Bitcoin, having climbed up towards $5,600, has fallen by over $200 dollars in one of the minor turnarounds of the top coins in the market. Others in the top 20 have fallen as much as 10-15 percent in the same time.
This is disappointing for investors who have been witnessing a crypto spring, but the reasoning behind the fall may well be explained by a few major transactions amounting to $415 million.
Just before the crash in the market there was an alert from Twitter account ‘Whale Alert’, which tracks major cryptocurrency movements from prominent wallets. Some of the biggest Bitcoin holders in existence moved a total of 76,519 BTC worth $415 million.
The single biggest transfer of 19,000 BTC worth $102 million happened between two wallets of unknown origins.

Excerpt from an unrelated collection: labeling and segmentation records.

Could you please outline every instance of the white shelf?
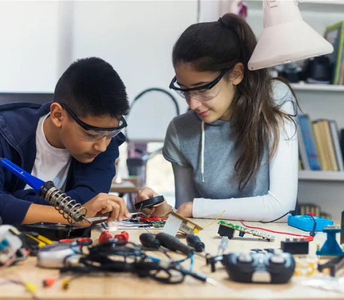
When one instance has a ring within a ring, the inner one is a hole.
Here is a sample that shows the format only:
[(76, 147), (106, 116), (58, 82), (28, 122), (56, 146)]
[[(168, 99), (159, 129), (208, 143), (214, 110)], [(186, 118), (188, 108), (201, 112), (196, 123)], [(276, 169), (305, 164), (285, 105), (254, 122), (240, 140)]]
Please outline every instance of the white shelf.
[(329, 5), (344, 4), (343, 0), (299, 0), (298, 4), (326, 4)]
[(344, 86), (336, 84), (292, 84), (296, 90), (316, 90), (318, 92), (344, 92)]
[(344, 172), (330, 171), (298, 171), (298, 180), (317, 181), (342, 181), (344, 183)]

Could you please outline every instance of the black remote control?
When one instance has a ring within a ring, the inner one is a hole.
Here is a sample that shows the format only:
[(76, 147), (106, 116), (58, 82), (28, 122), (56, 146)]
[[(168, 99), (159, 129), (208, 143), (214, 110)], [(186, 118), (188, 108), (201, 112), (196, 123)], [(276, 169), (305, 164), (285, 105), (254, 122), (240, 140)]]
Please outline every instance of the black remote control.
[(242, 282), (286, 284), (295, 270), (290, 253), (234, 252), (223, 256), (230, 278)]
[(134, 204), (134, 206), (136, 210), (143, 210), (162, 203), (164, 200), (164, 196), (156, 196), (156, 197), (153, 197), (146, 200), (138, 202)]

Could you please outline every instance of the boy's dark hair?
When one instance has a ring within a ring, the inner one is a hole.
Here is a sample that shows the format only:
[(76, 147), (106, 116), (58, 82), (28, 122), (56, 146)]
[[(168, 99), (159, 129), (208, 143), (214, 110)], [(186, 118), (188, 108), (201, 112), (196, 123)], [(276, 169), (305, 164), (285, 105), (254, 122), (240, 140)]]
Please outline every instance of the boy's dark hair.
[[(176, 42), (172, 54), (174, 66), (190, 63), (200, 72), (231, 70), (237, 63), (243, 64), (244, 78), (237, 86), (231, 104), (238, 134), (237, 146), (240, 150), (236, 164), (240, 190), (256, 174), (264, 147), (270, 146), (270, 157), (276, 152), (280, 121), (286, 118), (295, 122), (294, 116), (284, 113), (276, 106), (268, 70), (248, 70), (248, 62), (256, 44), (247, 22), (238, 16), (226, 14), (218, 21), (190, 26)], [(290, 85), (279, 79), (295, 96)]]
[(126, 86), (111, 65), (98, 58), (78, 60), (55, 87), (54, 102), (64, 104), (78, 117), (128, 114)]

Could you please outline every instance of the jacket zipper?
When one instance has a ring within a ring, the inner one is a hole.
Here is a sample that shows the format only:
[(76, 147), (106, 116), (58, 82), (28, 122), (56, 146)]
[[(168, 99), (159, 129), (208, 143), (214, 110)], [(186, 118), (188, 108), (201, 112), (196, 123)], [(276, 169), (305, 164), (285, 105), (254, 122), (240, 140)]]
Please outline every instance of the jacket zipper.
[[(1, 135), (2, 136), (2, 138), (4, 139), (4, 140), (8, 143), (8, 144), (12, 147), (16, 151), (18, 152), (18, 154), (19, 154), (19, 156), (20, 158), (20, 168), (23, 168), (24, 166), (24, 158), (22, 157), (22, 154), (20, 153), (20, 151), (18, 150), (14, 146), (11, 142), (10, 142), (8, 139), (5, 136), (5, 135), (2, 132), (2, 130), (0, 130), (0, 134), (1, 134)], [(16, 190), (16, 188), (17, 185), (18, 184), (18, 182), (19, 182), (19, 178), (17, 177), (16, 178), (16, 184), (14, 184), (14, 187), (13, 188), (13, 191), (14, 192)]]

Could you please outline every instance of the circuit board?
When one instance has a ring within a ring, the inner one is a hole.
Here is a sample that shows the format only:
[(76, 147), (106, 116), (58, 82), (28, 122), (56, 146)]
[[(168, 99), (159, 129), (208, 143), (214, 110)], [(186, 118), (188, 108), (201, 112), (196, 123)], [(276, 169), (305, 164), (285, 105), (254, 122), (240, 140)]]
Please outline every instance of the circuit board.
[(273, 242), (274, 240), (276, 238), (274, 236), (271, 236), (262, 232), (259, 232), (253, 229), (250, 229), (247, 227), (244, 227), (243, 226), (240, 226), (240, 225), (236, 225), (235, 224), (232, 224), (232, 223), (228, 223), (225, 221), (220, 221), (218, 224), (220, 224), (220, 226), (224, 226), (225, 227), (230, 228), (233, 230), (234, 232), (236, 230), (239, 232), (239, 236), (243, 236), (244, 234), (252, 234), (254, 236), (262, 238), (267, 240), (270, 242)]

? ? ? ? ? ? ? ? ? ? 19,000 #BTC (102,867,835 USD) transferred from unknown wallet to unknown wallet— Whale Alert (@whale_alert) 24 April 2019
Within these transactions, it seems that only one batch of BTC ended up on a crypto exchange, indicating this particular trader may be looking to sell 2,520 BTC worth $13.6 million, but even this move has enough sway to shape and shake the market.
The power of one
While it is not uncommon for some of the whales out there to shift their funds around from wallet to wallet, be it a simple move for security, an over-the-counter (OTC) trade, or some other purpose, money of this magnitude is still enough to make an impact.
This remains part of the problem for the Bitcoin and cryptocurrency market; it is susceptible to market manipulation from potentially one individual with deep enough pockets. Part of the reason the SEC is hesitant about a Bitcoin ETF is exactly because of this reason.